There are also lots of pictures where we’re smiling and those are also true to how it's going - so far we've enjoyed many delicious meals, an art nouveau exhibit,
a concert of the Royal Czech String Orchestra, the Prague Castle and the
Charles Bridge.
But that accidental selfie is the one that speaks most to how
I’ve been feeling for the past three days.
Five years ago for her 85th birthday I took her to Chicago for a long weekend, and I’m painfully aware of how much frailer she is now. She runs out of breath very easily and doesn’t have very good balance, so when we go anywhere we have to walk together very slowly, with her leaning on my arm most of the time.
I know the reality is that she’s doing incredibly well.
There aren’t many 90 year olds who could walk around Prague Castle all morning,
and still be game to walk over a kilometre downhill to the 15th century Charles
Bridge. But I also know she doesn’t recognize her limits. After the castle I
suggested several times that we could go back to the hotel, but she kept
insisting she was fine to walk some more, and then when we got to the Bridge
and she finally admitted would like a taxi we were in the middle of a
pedestrian zone, and there was nothing to do but keep going to the other side.

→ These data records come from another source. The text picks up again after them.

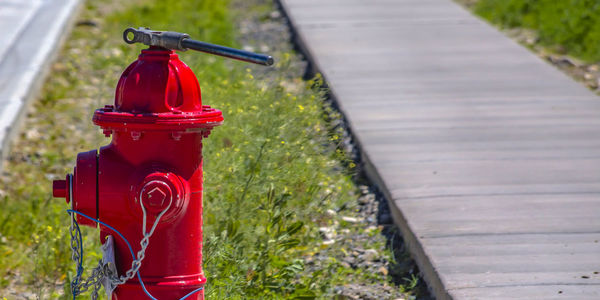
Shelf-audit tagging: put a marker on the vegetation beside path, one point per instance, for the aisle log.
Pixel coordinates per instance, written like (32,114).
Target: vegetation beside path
(273,175)
(567,26)
(565,33)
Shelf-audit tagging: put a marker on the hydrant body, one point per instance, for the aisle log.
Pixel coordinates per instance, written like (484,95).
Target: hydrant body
(151,169)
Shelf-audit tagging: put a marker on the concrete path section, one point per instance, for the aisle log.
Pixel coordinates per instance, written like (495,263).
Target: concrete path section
(31,32)
(489,156)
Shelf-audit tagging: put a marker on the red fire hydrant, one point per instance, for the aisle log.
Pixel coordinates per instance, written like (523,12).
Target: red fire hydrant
(146,185)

Also worrying is the way she keeps seeing things. In the plane on the way over she said
“Look at the farms down there,” as she looked out the window.
“What do you mean? I can’t see anything that looks like farms.”
I replied. We were at 40,000 feet and all I could see beyond the expanse of the
wing was thin clouds with the faint indication of green land far below. We were
flying over Labrador at the time.
“There are four buildings,” she insisted, “and long straight
lines that could only be farm fields.”
She kept looking out, and a few minutes later said “Oh, it’s
the wing.”
I looked out again, and there were four large rivets on the
wing that did look a bit like farm buildings might, but only if we were flying
500 feet up. We’d already discussed the fact that mostly all we could see out
the window was the wing, but I guess she’d forgotten that.
There’ve been other perception problems – like tonight when she
said a piece of lighting equipment at the concert was a sculpture of a bird,
and the time she got lost in the hotel room while trying to make it back to her
bed after turning out the light.
Tomorrow we take a bus to the ship where we’ll stay for the next ten days as we sail down the Danube. I can’t wait. It will be a relief to have her tucked away in a stateroom, looking out at the scenery as it passes by. I hope I’ll be able to finally relax then.